All people possess mana. We are alive and therefore we have a mauri, or a life force, within us. As a child, I was taught that in te ao Māori, the people have the power, and not just the people with a penis.

Christianity and colonialism brought with them the ideology that men, for some reason, were superior to women. The idea of patriarchy was promoted throughout religious and colonial institutions. In British common law, upon marriage, a woman’s legal rights and obligations were subsumed by those of her husband. Effectively, she lost her mana in the eyes of the law.
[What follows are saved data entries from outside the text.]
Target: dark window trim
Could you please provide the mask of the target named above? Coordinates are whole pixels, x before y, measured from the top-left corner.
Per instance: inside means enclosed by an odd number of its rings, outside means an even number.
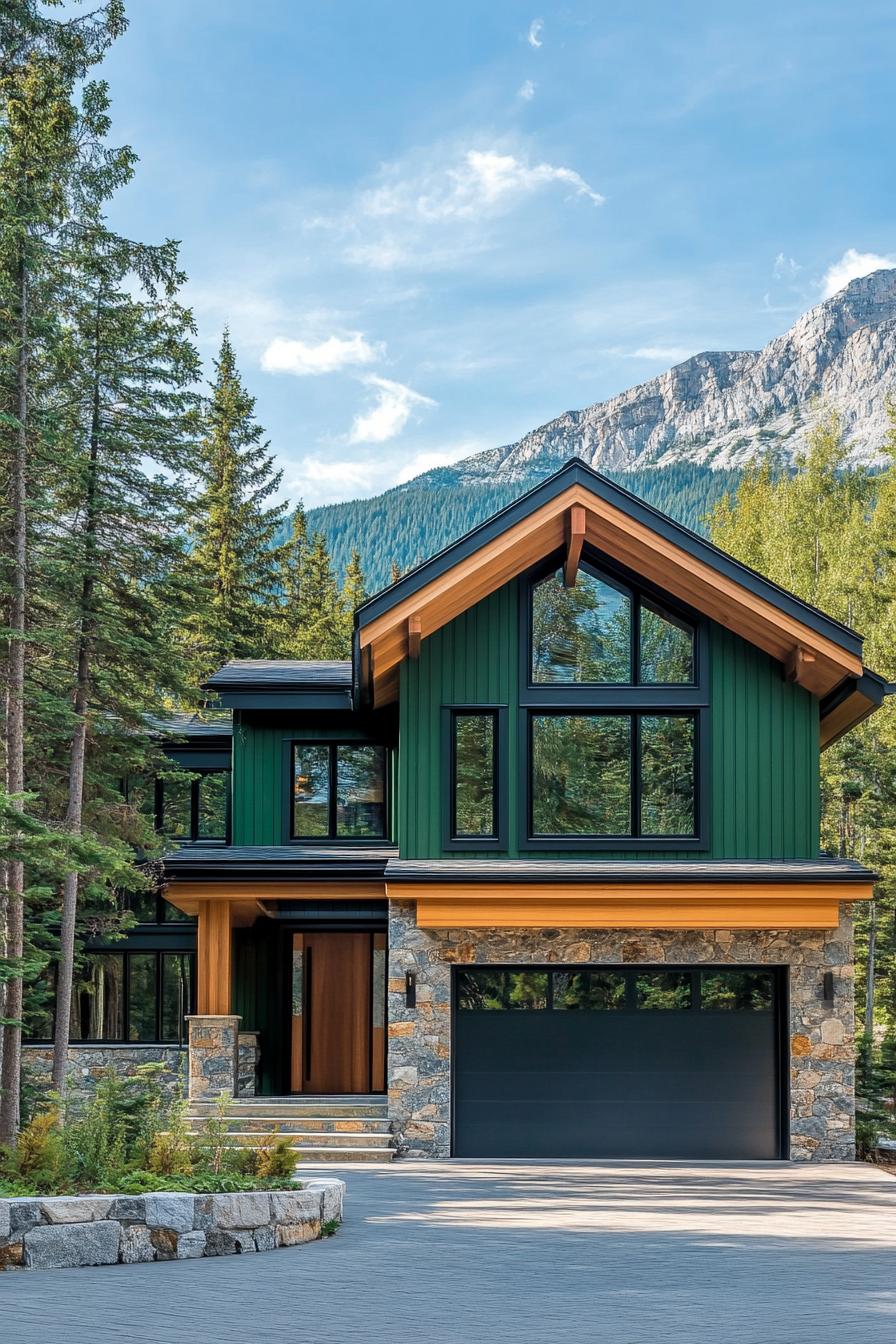
[[[524,705],[619,705],[640,706],[657,705],[677,708],[678,706],[702,706],[709,703],[709,626],[700,612],[694,611],[684,603],[670,598],[654,584],[648,583],[596,551],[586,546],[579,561],[579,567],[593,574],[595,578],[606,580],[612,587],[630,597],[632,602],[631,621],[631,666],[637,672],[638,646],[640,642],[639,599],[668,611],[670,616],[684,621],[694,630],[694,680],[682,682],[533,682],[532,680],[532,601],[534,585],[551,574],[555,574],[563,565],[562,551],[555,551],[526,573],[519,584],[519,685],[520,704]]]
[[[494,835],[456,835],[454,831],[456,782],[454,723],[463,714],[491,714],[494,720],[495,772],[492,782],[492,807],[496,832]],[[447,762],[447,774],[442,774],[442,848],[445,850],[505,850],[508,834],[508,711],[506,705],[493,702],[458,703],[442,706],[442,761]]]
[[[536,835],[532,827],[532,717],[533,715],[583,716],[630,715],[635,720],[632,732],[632,791],[631,835]],[[646,835],[634,834],[640,810],[640,764],[637,750],[640,733],[638,721],[648,717],[687,717],[694,719],[694,834]],[[519,759],[524,776],[519,790],[519,848],[521,850],[698,850],[709,847],[709,822],[712,799],[709,790],[709,736],[710,719],[707,707],[689,708],[679,705],[629,706],[618,705],[536,704],[521,705],[518,720]]]
[[[295,794],[293,792],[293,760],[295,748],[326,747],[330,753],[330,783],[327,800],[328,835],[295,834]],[[377,747],[383,753],[383,833],[381,835],[337,835],[336,834],[336,789],[337,768],[336,753],[339,747]],[[285,788],[283,792],[283,843],[285,845],[333,845],[363,849],[365,846],[386,841],[391,837],[391,751],[384,742],[372,742],[358,737],[285,737],[283,739],[283,761]]]
[[[122,1018],[123,1035],[118,1036],[82,1036],[78,1039],[70,1039],[70,1047],[87,1045],[119,1045],[119,1046],[168,1046],[171,1049],[186,1049],[187,1047],[187,1027],[184,1018],[190,1013],[196,1011],[196,952],[188,951],[183,948],[175,947],[105,947],[88,949],[88,955],[91,957],[123,957],[124,974],[122,978]],[[155,957],[155,1036],[151,1040],[131,1040],[128,1032],[130,1028],[131,1015],[131,957]],[[189,957],[191,962],[190,985],[193,990],[193,1001],[184,1003],[184,1013],[181,1017],[181,1033],[176,1040],[165,1040],[162,1037],[162,966],[163,957]],[[54,1014],[55,1017],[55,1014]],[[28,1036],[24,1039],[25,1045],[43,1045],[52,1041],[52,1036]]]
“Traditional Māori culture was founded on what’s called a duo-theistic cosmology,” AUT University associate professor Ella Henry (Ngāti Kahu ki Whāngaroa, Ngāti Kurī, Te Rārawa) tells me. “In other words, there were two gods. There was Papatūānuku, the earth mother, and Ranginui, the sky father, and these two were in a complementary relationship. Both were equally important in the survival and creation of mankind… The karanga has equal status to the whaikōrero.”

Henry’s master’s research in the early 1990s coincided with the original claim, and looked at the status given to Māori women prior to colonisation. “My thesis was focusing on Māori women and leadership, so I tried to interview a number of women who were claimants,” Henry says. “That’s really how I got involved in finding out about the claim. I wanted to find out what kind of leadership roles Māori women enjoyed in the 20th century and compare that with data I could find about Māori women in a traditional pre-colonial society. Not surprisingly, I found there were some significant differences.”
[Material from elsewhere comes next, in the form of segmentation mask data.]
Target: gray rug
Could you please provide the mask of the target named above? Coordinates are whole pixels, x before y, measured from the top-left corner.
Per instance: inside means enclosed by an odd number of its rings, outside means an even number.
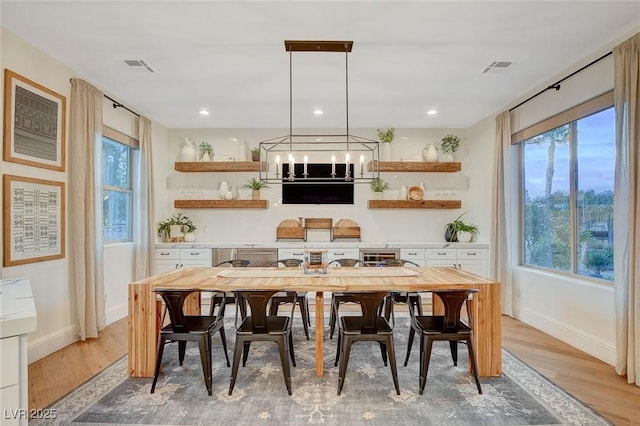
[[[402,366],[408,335],[407,318],[394,330],[401,395],[396,395],[391,372],[384,367],[377,344],[353,346],[345,385],[336,395],[338,377],[333,367],[336,339],[326,339],[325,375],[315,376],[314,342],[307,341],[296,321],[292,369],[293,396],[287,394],[276,346],[251,346],[247,366],[240,367],[232,396],[230,369],[223,362],[219,335],[214,339],[213,396],[202,377],[197,345],[187,346],[180,367],[177,344],[165,349],[156,392],[152,379],[127,377],[126,357],[58,401],[57,419],[32,424],[147,424],[147,425],[608,425],[585,404],[568,395],[526,364],[503,350],[503,375],[481,378],[479,395],[466,366],[461,345],[458,366],[449,346],[436,342],[427,387],[418,395],[417,342],[407,367]],[[233,322],[227,338],[233,352]],[[439,344],[440,343],[440,344]]]

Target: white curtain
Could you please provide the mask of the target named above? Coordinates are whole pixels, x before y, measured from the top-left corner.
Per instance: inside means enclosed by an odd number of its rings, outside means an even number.
[[[141,280],[151,275],[151,259],[155,244],[155,223],[153,222],[153,163],[151,160],[151,121],[146,117],[138,120],[140,151],[137,168],[137,197],[134,201],[136,212],[136,276]]]
[[[80,339],[105,326],[102,259],[101,91],[71,79],[69,120],[69,280]]]
[[[495,179],[493,180],[493,216],[491,235],[491,277],[500,282],[502,313],[513,315],[511,280],[511,218],[512,218],[512,147],[511,112],[496,117]]]
[[[616,371],[640,386],[640,34],[613,49]]]

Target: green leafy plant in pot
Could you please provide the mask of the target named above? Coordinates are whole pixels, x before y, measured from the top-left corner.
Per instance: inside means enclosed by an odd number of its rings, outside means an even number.
[[[174,213],[169,219],[158,223],[158,237],[163,240],[183,238],[184,234],[198,229],[193,221],[182,212]]]
[[[389,184],[380,178],[375,178],[371,181],[371,190],[373,191],[375,199],[382,199],[382,193],[389,189]]]
[[[476,225],[467,225],[462,221],[462,216],[467,212],[462,213],[454,221],[447,223],[444,226],[444,239],[448,242],[469,242],[472,238],[477,237],[479,234],[478,227]],[[467,238],[464,238],[467,237]]]
[[[251,161],[260,161],[260,148],[253,148],[251,150]]]
[[[445,135],[440,149],[447,156],[447,161],[453,161],[453,154],[460,148],[460,138],[456,135]]]
[[[267,185],[266,182],[263,182],[260,179],[256,178],[249,179],[249,181],[245,185],[242,185],[242,187],[251,190],[252,200],[260,199],[260,190],[262,188],[270,188],[270,186]]]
During stage one of the hearings, claimants and the tribunal are undertaking an exploration of the tikanga of mana wāhine and the pre-colonial understanding of wāhine in te ao Māori, to provide a tūāpapa for the inquiry.

According to Evans, the second stage of the hearings are scheduled to begin at the end of 2022. This stage will focus on the consequences of the breaches of the Treaty, including the intergenerational effects of colonisation and the negative socioeconomic impacts on Māori women.
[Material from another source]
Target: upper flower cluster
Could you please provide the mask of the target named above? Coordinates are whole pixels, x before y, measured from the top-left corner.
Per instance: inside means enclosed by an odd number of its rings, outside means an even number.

Stage three will be looking at remedies for the breaches and their consequences. All the wāhine I spoke to shared the sentiment that there is no sum of money nor redress that could ever truly make up for what Māori women have had to endure. However, they did agree that there are steps the Crown can take towards acknowledging what they have done and at least attempting to rectify the problems they have caused.

“I do think that there are a number of things that can be done to address this grievance,” says Henry. “Providing adequate resources to tell the truth about the history of Māori society [is one example], because I think there are a lot of particularly younger urban Māori who have lost contact with these ancient stories of the mana of women; allocation of funding to support Māori women to become leaders in our community as we were prior to the Treaty; more Māori women representing our people on high level boards and entities.

“We’ve seen over the last 30 plus years a range of settlements that whilst the government has not been legally bound to address these issues, they are certainly morally bound to. Successive governments have actually acknowledged that moral requirement.”

Adds Evans: “For starters we’d be looking for an apology, that would not be a light-hearted apology.

“I mean, how do you apologise for 181 years of colonisation and systemic racism? We would want to look at a quantum. We would like to look at what governance looks like. We want remedies around systemic racism and legislation in terms of commissions.”

Says Allen: “Honouring Te Tiriti doesn’t mean we can invite Māori to the table, it means we’re all at the table. It’s not a consultation, it’s about a 50/50 partnership.”

She acknowledges the many wāhine that have gone before, who started the mahi they now continue in their honour. “I hope that those wāhine who have long done that for this claim and many claims before, know that we see them, what they’ve done, and we appreciate that.”